I inhaled and exhaled the fresh air of Malaysia that I've never had in Manila as I watched people busy walking down the side walks of the streets.

My grandfather's property here in Malaysia is not that far from the university where I'm studing Law to officially become a lawyer, but Mom insisted to buy me a flat somewhere near. I didn't complain as she said that it's her graduation gift to me. And besides, it's more convenient than travelling for almost two hours.

I used to visit my Mom during weekends and stay here on my flat during weekdays. But if there are many cases that I need to digest, Mom's the one who's visiting me.

My original plan is to just work and find a job here in Malaysia that's related and suited to my degree. But Mom insisted that I should still pursue Law. Kahit na sinimulan kong tahakin ang landas na 'yon nang dahil kay Daddy ay napamahal na rin sa akin ang pangarap na maging magaling na abogado.

Mom and Dad's civil to each other, but Mom doesn't want to commit again. She's still afraid and she doesn't know if the trust she had for my Dad will come back. Pero kahit na nilinaw na ni Mommy na hindi niya kayang makipagbalikan kay Daddy ay patuloy pa ring sumusubok si Daddy at naghihintay. Paminsan-minsan ay bumibisita dito si Daddy sa Malaysia para kamustahin ako at puntahan si Mommy.
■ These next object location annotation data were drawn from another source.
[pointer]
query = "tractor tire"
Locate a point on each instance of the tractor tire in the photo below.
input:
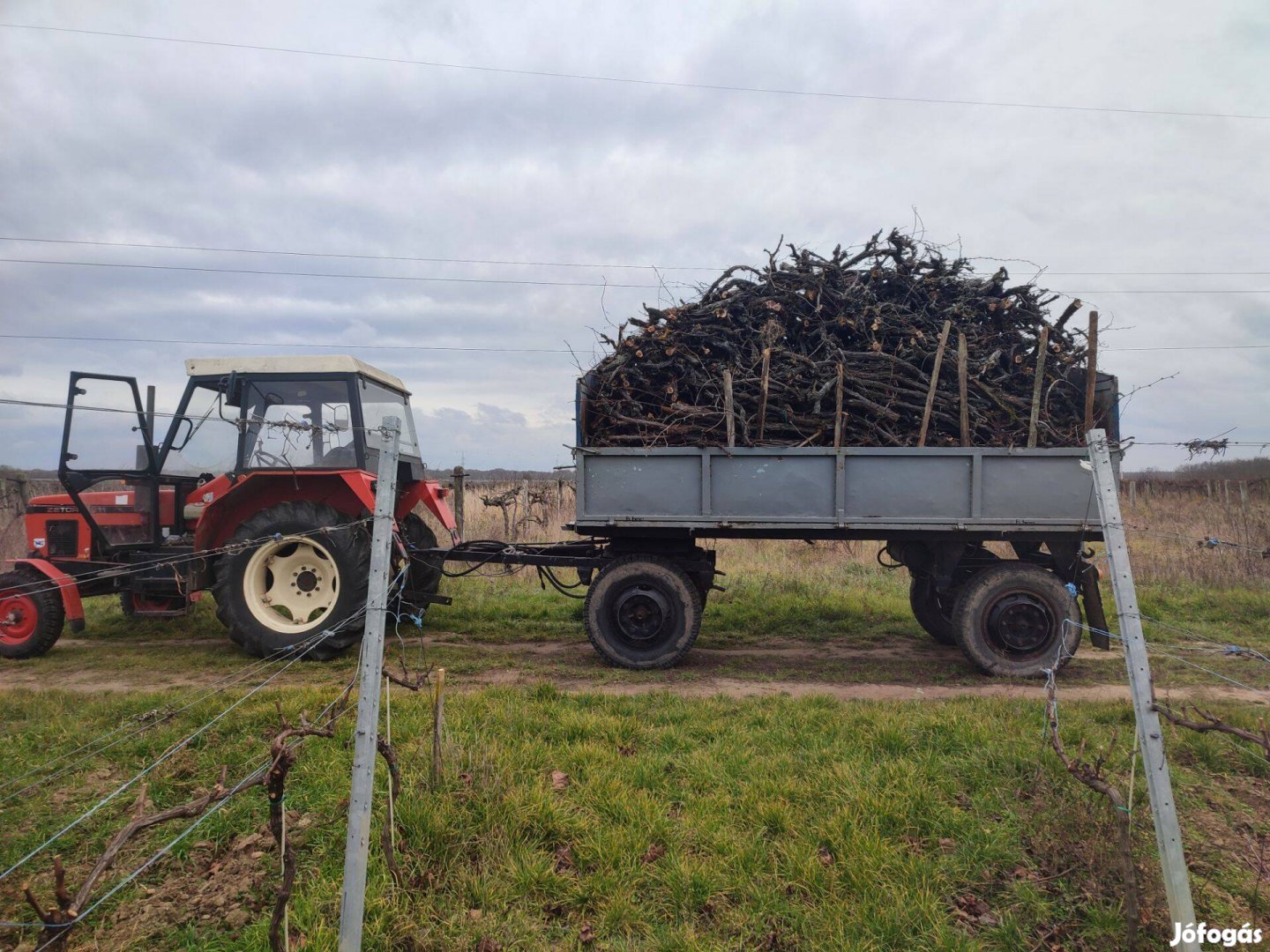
(1016, 620)
(934, 612)
(643, 612)
(328, 564)
(31, 614)
(424, 576)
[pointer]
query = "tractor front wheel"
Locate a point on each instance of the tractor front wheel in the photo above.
(295, 576)
(31, 614)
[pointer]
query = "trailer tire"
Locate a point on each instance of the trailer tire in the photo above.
(31, 614)
(329, 562)
(643, 612)
(1013, 617)
(932, 611)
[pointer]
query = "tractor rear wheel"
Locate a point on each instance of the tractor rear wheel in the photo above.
(31, 614)
(303, 584)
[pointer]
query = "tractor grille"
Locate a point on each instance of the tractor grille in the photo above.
(63, 536)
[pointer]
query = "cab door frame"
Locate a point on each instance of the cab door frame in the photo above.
(77, 481)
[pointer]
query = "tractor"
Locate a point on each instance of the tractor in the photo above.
(259, 492)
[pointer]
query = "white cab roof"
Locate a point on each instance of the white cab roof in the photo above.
(222, 366)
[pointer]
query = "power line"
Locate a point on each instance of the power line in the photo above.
(628, 80)
(534, 283)
(1206, 346)
(386, 258)
(323, 274)
(152, 245)
(471, 349)
(290, 344)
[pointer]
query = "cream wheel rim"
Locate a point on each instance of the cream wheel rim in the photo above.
(291, 584)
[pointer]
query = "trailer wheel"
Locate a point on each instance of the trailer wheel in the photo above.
(309, 576)
(643, 612)
(1012, 620)
(31, 614)
(931, 609)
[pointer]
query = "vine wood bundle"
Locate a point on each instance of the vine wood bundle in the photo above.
(892, 344)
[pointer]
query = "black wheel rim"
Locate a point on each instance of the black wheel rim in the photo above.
(641, 614)
(1019, 625)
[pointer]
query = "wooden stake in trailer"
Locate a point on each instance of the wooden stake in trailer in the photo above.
(1151, 739)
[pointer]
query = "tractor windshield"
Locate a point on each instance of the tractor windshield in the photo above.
(205, 438)
(296, 424)
(380, 403)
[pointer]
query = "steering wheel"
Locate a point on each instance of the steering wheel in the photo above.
(271, 460)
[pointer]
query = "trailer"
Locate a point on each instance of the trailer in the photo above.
(646, 513)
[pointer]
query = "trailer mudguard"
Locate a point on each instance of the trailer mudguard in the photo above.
(66, 584)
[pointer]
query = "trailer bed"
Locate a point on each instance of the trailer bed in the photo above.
(848, 493)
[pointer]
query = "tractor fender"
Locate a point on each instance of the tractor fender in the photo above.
(66, 584)
(432, 494)
(346, 490)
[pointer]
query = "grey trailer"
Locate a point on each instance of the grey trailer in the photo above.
(934, 509)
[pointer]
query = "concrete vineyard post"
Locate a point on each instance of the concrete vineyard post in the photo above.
(371, 664)
(1151, 738)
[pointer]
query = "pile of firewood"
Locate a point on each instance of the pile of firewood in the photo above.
(892, 344)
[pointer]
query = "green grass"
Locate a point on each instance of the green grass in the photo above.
(785, 824)
(827, 606)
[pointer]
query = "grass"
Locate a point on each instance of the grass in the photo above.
(850, 623)
(787, 822)
(689, 824)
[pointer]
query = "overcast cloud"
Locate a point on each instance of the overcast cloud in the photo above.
(124, 140)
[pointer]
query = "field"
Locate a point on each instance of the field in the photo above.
(818, 775)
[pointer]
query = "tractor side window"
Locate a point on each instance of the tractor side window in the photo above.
(380, 403)
(104, 430)
(205, 437)
(297, 424)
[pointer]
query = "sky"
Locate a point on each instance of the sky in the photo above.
(123, 140)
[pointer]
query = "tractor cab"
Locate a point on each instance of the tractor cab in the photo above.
(285, 413)
(268, 455)
(238, 417)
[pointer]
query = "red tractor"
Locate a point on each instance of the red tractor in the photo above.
(259, 493)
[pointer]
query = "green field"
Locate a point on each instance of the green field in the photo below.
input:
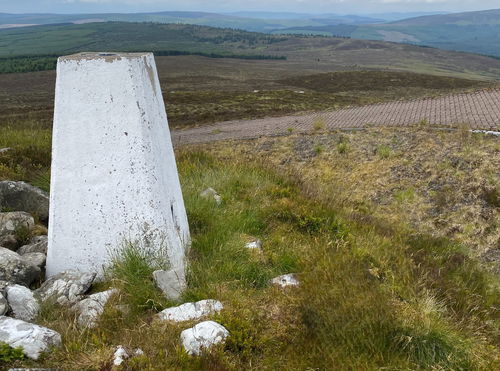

I was lucky because Mom didn't pursue the annulment she wanted to file that will end everything between her and Dad. She told me that it was for me. And she's not planning to find another man next to Dad kaya hindi na niya kinailangan pang magfile ng annulment. Daddy agreed with her right away. He actually loves Mom's decision.

My doorbell suddenly rang and I looked away from the breathtaking view of the busy city.

He must be here already. We're going on a date today.

Tinungo ko ang kwarto ko at kinuha ang aking shoulder bag doon bago sinukbit sa aking balikat. I got the card key from my drawer before I go outside my room when I got a phonecall.

Napangiti naman ako habang tinitignan ang pangalan niyang nakarehistro sa aking cellphone. He's so impatient whenever he's seeing me, and that's almost everyday.

"Hello." malambing kong pagsagot sa kaniyang tawag.

"Good morning, beautiful." he greeted me first and I bit my lower lip. "I just want to ask if you are still inside your unit?" he asked.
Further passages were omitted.